El tiempo de espera, el tiempo en que estuvimos suspendidos entre el cielo y la tierra, es lo único que recordamos, a menudo con nostalgia y ternura. El tiempo en que todo aún podía ser y llegar a ser es el único atisbo de eternidad que se nos concede. Aquí hay átomos que nacen en el cielo, espontáneamente;
y se reúnen: entonces, muchas figuras se alzan y sus rostros se transforman, adaptándose.

Así es como crecen y oscurecen la serenidad del mundo cuando soplan en el aire; y parecen gigantes volando sobre sombras densas o grandes montañas con picos escarpados que se extienden más allá de los rayos del sol, o tal vez otros monstruos colgantes. Apoyo mi cabeza en tu hombro: acariciame con un gesto lento, como si tu mano recorriera un largo pergamino invisible. No solo sobre mi cabeza: en todos los frentes. Qué dolor de tormento y fatiga en estas ciegas caricias, como hojas amarillas de otoño en un charco que refleja el cielo.

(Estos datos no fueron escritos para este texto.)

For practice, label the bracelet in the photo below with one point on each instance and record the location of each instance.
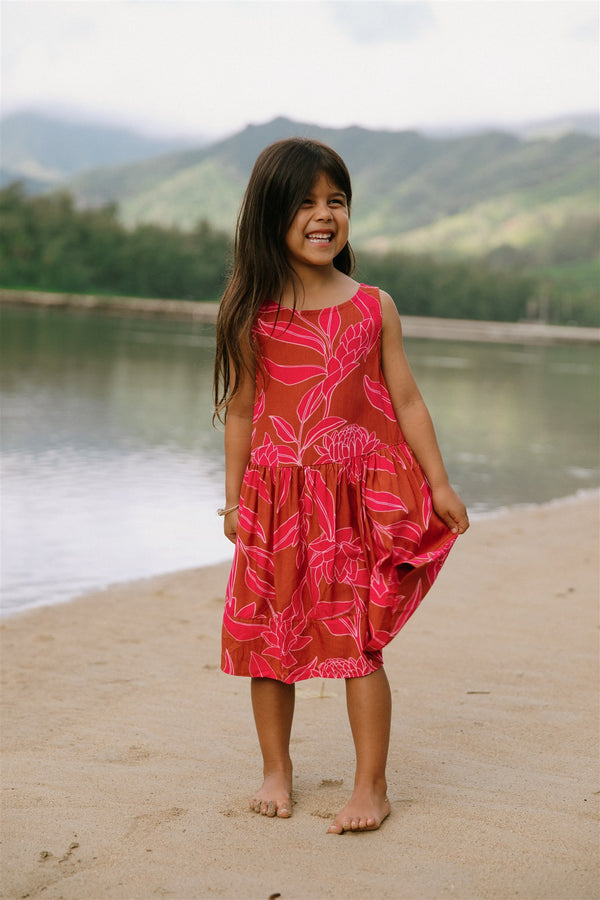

La diafanidad del ambiente nos iba acercando, aquella tarde los montes oscuros y los cielos descoloridos, mientras el lejano ánsar nos enviaba, susurrante y distinta, la canción de sus últimas hojas: Podíamos tocar con las manos la majestad de las cumbres, la tristeza del celaje y el coloquio del río con la fronda moribunda. Entrelazados, como un único ser, una unión irrompible, un eterno y duradero nudo gordiano, un eslabón irrompible, símbolo de nosotros.